Statement at Event Marking 50th Anniversary of G77

by IAEA Director General Yukiya Amano

Good afternoon, Excellencies, Ladies and Gentlemen,

I am very pleased to speak at this event marking the 50th anniversary of the Group of 77.

The G77 is a very important body within the IAEA. It is effective in making its voice heard. I am grateful for the role which the G77 plays in the work of the Agency and for the support which you have given to the IAEA.

The IAEA is often described as the world's nuclear watchdog. But, in fact, we do much more than helping to prevent the spread of nuclear weapons. An equally important part of our mandate is to make peaceful nuclear science and technology available to all countries, including in the developing world.

We help countries to improve human health, fight cancer and improve nutrition. We help to improve access to electricity. We help to increase food production, manage scarce water resources and monitor environmental pollution. All of these are areas where nuclear techniques have an important role to play.

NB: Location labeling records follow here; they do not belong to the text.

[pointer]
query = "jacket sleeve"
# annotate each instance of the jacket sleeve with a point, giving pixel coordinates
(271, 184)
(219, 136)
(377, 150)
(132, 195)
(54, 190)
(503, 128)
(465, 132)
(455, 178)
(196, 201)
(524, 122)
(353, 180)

As a scientific and technical organisation, the IAEA is an important partner in development. Through our technical cooperation programme, we assist developing countries in addressing the basic human needs of their people through technology transfer and capacity-building.

I visit around 30 countries every year. Everywhere I go, I see IAEA technical cooperation projects in action. I meet farmers, fishermen and cancer patients whose lives have changed for the better thanks to the work of the IAEA. This is one of the most gratifying aspects of my work.

The IAEA makes an important and unique contribution to achieving the Millennium Development Goals. This is not always recognised. I am doing my best to raise awareness of our role. I would like to see better recognition of the importance of science and technology, including nuclear related technology, in the global development agenda.

It is, of course, Member States who decide the development agenda. But G77 countries can play a decisive role in raising awareness of the important role of nuclear technology in development.

Ladies and Gentlemen,

The IAEA is embarking on an ambitious project to modernise our nuclear applications laboratories at Seibersdorf, near Vienna. These eight laboratories, which celebrated their own 50th birthday two years ago, are unique within the United Nations system.

They help to meet the development objectives of Member States in food and agriculture, human health, environmental monitoring and the use of nuclear instruments. They carry out applied research and development, as well as providing training and technical and analytical services.

I plan to hold a ground-breaking ceremony in September to formally start construction of the new labs. When finished in a few years' time, the nuclear applications labs will be able to offer even better services to all IAEA Member States, especially to member states of the G77.

On that optimistic note, I will conclude my remarks by warmly congratulating the G77 on its 50th anniversary. I wish you continued success in the decades to come.

Thank you.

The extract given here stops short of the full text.